One of the thing things that I like about Marseille is the quality of the concrete tower block design. I’ve been riding in taxis back and forth across the city with my father who is undergoing cancer treatment in various branches of the city’s healthcare system and appreciating the architectural tour I’m getting.

In the centre of town these blocks remind me of bookcases: two monolithic, slick sides between which span the concrete shelves, on which sit the apartments like colourful books. It’s fascinating to see the different ways that windows, balconies and staircases are articulated in these concrete buildings. I point out towering souring fin walls, beautifully articulated fire escapes, and how paint is used to express the different elements of the concrete structures.

The rocky hills that rise up behind Marseille keep the city hemmed in by the sea. Standing on the high ground platform of Notre Dame de la Gard in the middle of town, you can see clusters of distant tower blocks that seem to bravely climb the distant slopes of the edge of the city, like pilgrims. I’m used to seeing tower blocks standing imposingly against the flat, grey London sky, but here these structures are rendered tiny by the massive hills behind them.

What strikes me is the amount of labour that must have gone into building these concrete structures in what was probably a short space of time, and in such extreme conditions. One hospital we visit is a ten-story high ‘bar’ built along the rocky summit of a ridge high above the city. It’s as long as a stadium and brilliant white. The carpark, where we wait for our taxi, is blasted out of the rock – ranks of steel netting protect us from potential bolder falls from the row of hills above. This is protection equipment you’d expect to see high in the Alps, not in the middle of France’s second city.

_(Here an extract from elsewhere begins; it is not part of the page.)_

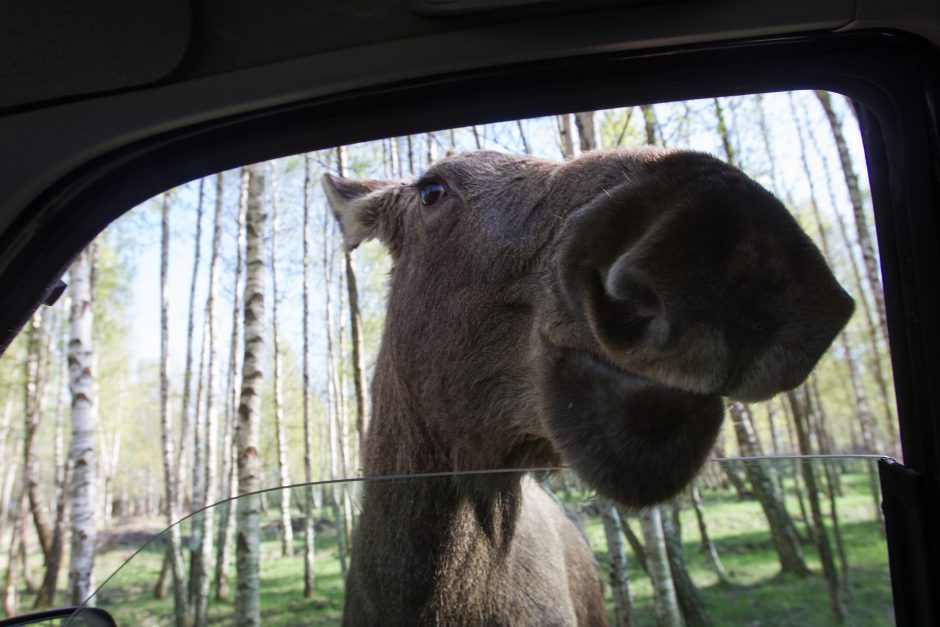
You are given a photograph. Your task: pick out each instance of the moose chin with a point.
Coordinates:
(593, 313)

From afar, the combination of sweeping jagged landscape interspersed with ordered rectilinear buildings that rise between the trees looks like a modernist utopia. I get a closer look when I ride the metro M1 to its terminus at La Rose. The train climbs into this suburb along a curving viaduct built above the road, which sweeps between the apartment blocks like a python on stilts. The station is in the sky, held aloft by giant concrete columns. Escalators lower passengers to the waiting buses at the interchange below.

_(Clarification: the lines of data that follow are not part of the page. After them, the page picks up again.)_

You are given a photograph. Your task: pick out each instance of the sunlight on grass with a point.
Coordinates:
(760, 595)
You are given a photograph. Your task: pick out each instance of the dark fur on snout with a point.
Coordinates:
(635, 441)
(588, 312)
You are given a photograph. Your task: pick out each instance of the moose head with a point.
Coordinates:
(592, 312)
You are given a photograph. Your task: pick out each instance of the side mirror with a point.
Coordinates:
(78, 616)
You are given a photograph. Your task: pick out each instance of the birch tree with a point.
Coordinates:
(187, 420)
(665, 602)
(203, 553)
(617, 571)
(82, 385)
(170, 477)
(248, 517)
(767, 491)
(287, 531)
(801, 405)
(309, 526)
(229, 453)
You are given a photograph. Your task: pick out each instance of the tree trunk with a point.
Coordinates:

I feel a sense of great vision and purpose when I encounter places like these. The city system organised in a logical diagram, printed in concrete, to create decent places to live. And sadness too, because despite the great effort and vision, the diagram doesn’t work. To walk from the station to the hospital where I was visiting my father in the afternoon heat is almost unbearable. The space between the buildings is abandoned to cars and the sun. I follow the snaking shadow of the metro viaduct just to keep out of the heat.

I realise what’s missing is trees. The concrete towers are only one part of the modernist vision. The idyl of towers in the park has two components, and without the latter the former become a much grimmer prospect.

One place where I do find shade and respite is in the grounds of the hospital where my Dad is staying. The hospital is a converted convent surrounded set in beautiful parkland. And it is in the shadow of the pines here that I find a more surprising, and distinctly un-modernist use of concrete. In an nook by the side of the path a statue of the Virgin Mary stands in the opening of a cave, above a spring water pool. But on closer inspection, the edges of the cave entrance seem to be breaking away. Then I realise, the cave is made of concrete.